Regulation of contraction and relaxation by membrane potential in cardiac ventricular myocytes

Control of contraction and relaxation by membrane potential was investigated in voltage-clamped guinea pig ventricular myocytes at 37 degrees C. Depolarization initiated phasic contractions, followed by sustained contractions that relaxed with repolarization. Corresponding Ca(2+) transients were observed with fura 2. Sustained responses were ryanodine sensitive and exhibited sigmoidal activation and deactivation relations, with half-maximal voltages near -46 mV, which is characteristic of the voltage-sensitive release mechanism (VSRM) for sarcoplasmic reticulum Ca(2+). Inactivation was not detected. Sustained responses were insensitive to inactivation or block of L-type Ca(2+) current (I(Ca-L)). The voltage dependence of sustained responses was not affected by changes in intracellular or extracellular Na(+) concentration. Furthermore, sustained responses were not inhibited by 2 mM Ni(2+).
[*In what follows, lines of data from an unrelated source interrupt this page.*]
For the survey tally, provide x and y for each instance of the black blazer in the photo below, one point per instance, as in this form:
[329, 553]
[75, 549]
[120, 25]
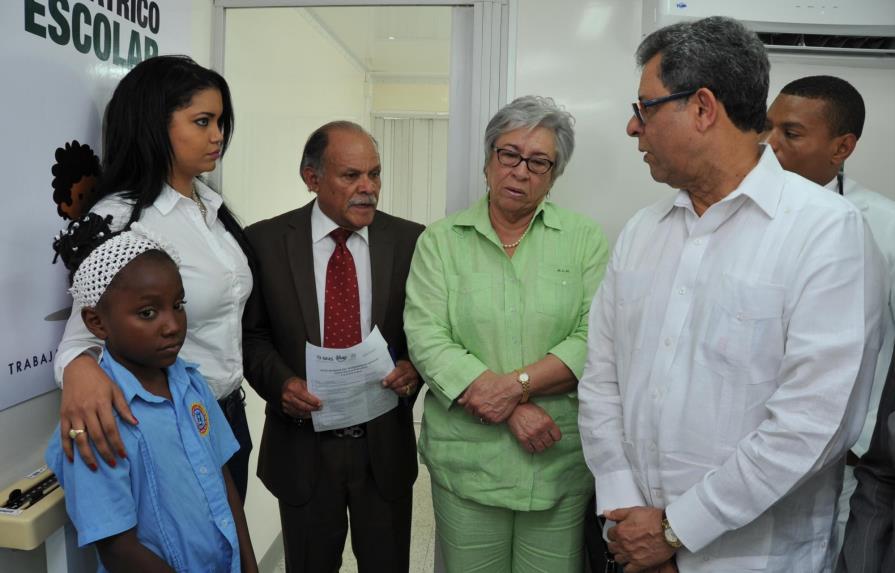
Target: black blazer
[282, 314]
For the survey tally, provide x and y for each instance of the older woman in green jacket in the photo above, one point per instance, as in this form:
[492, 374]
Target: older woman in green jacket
[496, 323]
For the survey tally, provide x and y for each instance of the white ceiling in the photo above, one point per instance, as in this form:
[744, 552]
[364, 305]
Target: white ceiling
[394, 43]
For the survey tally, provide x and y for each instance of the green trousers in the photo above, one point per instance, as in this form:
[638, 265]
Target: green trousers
[475, 538]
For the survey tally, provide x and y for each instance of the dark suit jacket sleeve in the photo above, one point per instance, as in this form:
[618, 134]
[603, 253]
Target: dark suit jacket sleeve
[264, 368]
[869, 533]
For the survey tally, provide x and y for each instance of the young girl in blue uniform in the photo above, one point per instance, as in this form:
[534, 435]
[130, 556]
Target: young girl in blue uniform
[170, 505]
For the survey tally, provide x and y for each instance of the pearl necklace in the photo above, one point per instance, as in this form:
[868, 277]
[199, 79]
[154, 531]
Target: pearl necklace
[516, 244]
[203, 210]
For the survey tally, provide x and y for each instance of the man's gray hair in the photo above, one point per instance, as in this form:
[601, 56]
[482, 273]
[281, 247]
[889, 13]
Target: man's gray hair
[532, 112]
[719, 54]
[315, 147]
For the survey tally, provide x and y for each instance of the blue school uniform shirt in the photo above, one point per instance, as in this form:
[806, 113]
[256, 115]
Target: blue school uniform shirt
[170, 487]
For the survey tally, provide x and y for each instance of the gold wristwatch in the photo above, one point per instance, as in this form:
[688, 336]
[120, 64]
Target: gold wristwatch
[524, 380]
[671, 537]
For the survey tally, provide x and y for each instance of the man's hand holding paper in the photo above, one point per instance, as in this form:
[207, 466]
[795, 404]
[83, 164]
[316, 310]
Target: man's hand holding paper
[349, 382]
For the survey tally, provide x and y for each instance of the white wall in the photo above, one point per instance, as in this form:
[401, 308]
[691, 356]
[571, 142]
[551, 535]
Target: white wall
[286, 80]
[583, 56]
[420, 97]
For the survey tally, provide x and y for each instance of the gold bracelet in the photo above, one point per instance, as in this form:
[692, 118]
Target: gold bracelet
[524, 380]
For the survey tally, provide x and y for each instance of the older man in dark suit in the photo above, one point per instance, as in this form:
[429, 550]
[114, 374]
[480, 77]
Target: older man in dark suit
[335, 255]
[870, 533]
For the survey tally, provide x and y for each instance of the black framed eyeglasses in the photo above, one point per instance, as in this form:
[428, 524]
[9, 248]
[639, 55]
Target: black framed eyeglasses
[640, 107]
[511, 158]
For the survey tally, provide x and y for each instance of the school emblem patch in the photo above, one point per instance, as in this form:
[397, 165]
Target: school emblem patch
[200, 417]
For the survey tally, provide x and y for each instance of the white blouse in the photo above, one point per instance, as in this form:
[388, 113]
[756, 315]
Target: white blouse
[730, 363]
[216, 279]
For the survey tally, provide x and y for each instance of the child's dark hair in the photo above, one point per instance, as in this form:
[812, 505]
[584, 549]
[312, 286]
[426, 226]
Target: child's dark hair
[83, 236]
[137, 152]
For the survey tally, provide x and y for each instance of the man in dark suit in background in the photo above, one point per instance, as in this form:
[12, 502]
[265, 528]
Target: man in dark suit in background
[870, 533]
[336, 255]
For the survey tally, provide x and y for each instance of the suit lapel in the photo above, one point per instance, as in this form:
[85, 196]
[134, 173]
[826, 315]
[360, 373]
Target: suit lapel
[300, 255]
[381, 259]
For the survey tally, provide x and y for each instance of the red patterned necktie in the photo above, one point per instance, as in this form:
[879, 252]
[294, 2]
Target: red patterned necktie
[341, 314]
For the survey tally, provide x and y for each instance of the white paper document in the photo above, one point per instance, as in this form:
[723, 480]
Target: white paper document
[349, 382]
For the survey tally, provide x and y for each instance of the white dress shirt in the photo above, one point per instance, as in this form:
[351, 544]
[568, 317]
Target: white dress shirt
[216, 279]
[879, 213]
[359, 245]
[730, 362]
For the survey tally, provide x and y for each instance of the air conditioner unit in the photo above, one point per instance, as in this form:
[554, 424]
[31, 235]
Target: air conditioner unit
[830, 27]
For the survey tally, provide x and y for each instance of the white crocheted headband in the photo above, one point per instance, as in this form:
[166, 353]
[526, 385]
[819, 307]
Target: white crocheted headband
[95, 273]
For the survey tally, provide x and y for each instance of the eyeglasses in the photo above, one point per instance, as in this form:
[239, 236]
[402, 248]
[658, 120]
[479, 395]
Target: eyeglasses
[510, 158]
[640, 107]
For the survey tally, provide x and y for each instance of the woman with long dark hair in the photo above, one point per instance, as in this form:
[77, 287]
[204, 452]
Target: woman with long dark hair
[169, 121]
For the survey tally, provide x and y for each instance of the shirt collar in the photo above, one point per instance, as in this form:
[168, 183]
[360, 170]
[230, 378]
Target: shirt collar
[169, 198]
[131, 387]
[478, 217]
[322, 226]
[763, 186]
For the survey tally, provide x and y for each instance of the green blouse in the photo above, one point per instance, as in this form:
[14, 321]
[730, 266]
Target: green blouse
[471, 308]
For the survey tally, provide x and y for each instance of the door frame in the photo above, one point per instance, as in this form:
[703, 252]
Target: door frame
[482, 79]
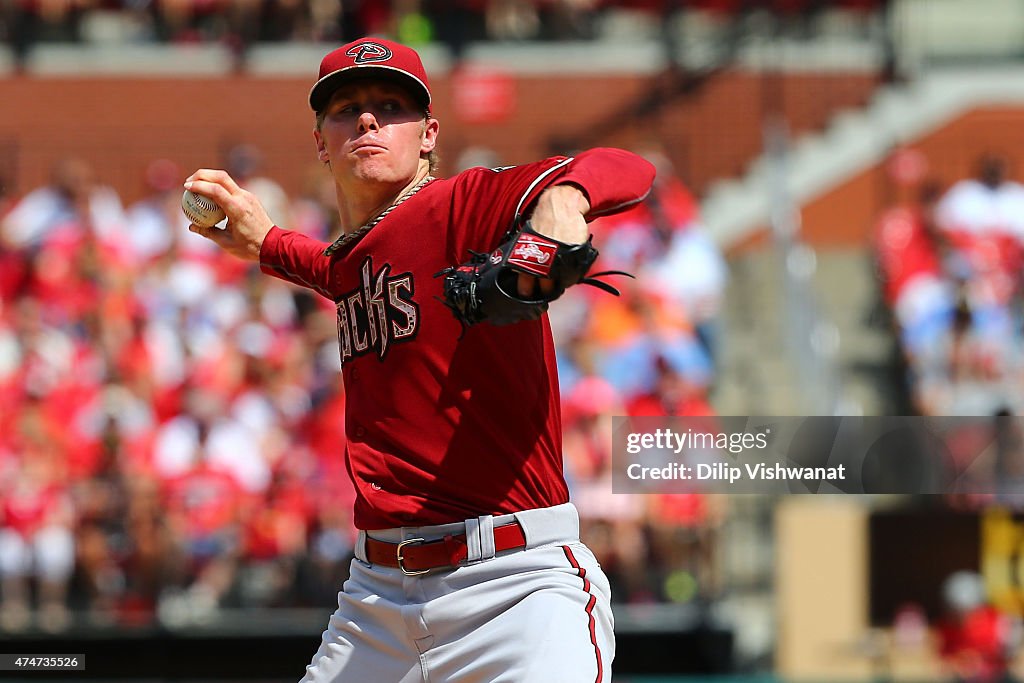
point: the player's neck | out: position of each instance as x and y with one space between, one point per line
357 209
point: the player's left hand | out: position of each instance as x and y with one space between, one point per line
559 215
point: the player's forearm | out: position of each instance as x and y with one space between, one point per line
613 179
295 258
559 214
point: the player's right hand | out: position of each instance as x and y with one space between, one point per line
248 221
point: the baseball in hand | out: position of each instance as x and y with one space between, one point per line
200 210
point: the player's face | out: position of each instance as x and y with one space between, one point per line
374 131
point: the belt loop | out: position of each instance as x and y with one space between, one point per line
486 530
360 547
473 542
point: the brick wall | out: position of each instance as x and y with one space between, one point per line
120 124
Thus it is improbable that I(Ca-L) or Na(+)/Ca(2+) exchange generated these sustained responses. However, rapid application of 200 microM tetracaine, which blocks the VSRM, strongly inhibited sustained contractions. Our study indicates that the VSRM includes both a phasic inactivating and a sustained noninactivating component. The sustained component contributes both to initiation and relaxation of contraction.